Selected publications:

  1. Fathallah-Shaykh S, Brooks E, Langman C, Kensey K, Hogenauer W. Sodium Modeling attenuates rises in whole blood viscosity during chronic hemodialysis in children. Ped Nephrol 21(8):1179-84, 2006.
  2. Brooks E, Fathallah-Shaykh S, Langman C, Wolf K, Price H. Bioelectric Impedance Predicts Total Body Water, Blood Pressure, and Heart Rate, During Hemodialysis (HD) in Children and Adolescents. J Ren Nutr 18(3):304-11, 2008.

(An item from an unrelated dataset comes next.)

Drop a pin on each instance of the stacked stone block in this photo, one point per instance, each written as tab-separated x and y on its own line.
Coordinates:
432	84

  3. Haas M, Rahman MH, Cohn RA, Fathallah-Shaykh S, Ansari A, Bartosh SM. IgA Nephropathy in children and adults: comparison of histologic features and clinical outcomes. Nephrol Dial Transplant 2008 Aug; 23(8):2537-45.

Michael Seifert, MD, MSCI
Dr. Seifert is interested in the role of endothelial health and dysfunction in chronic allograft injury and fibrosis; biomarkers associated with cardio-renal disease in native and transplant CKD; early determinants of long-term outcomes in pediatric kidney transplantation.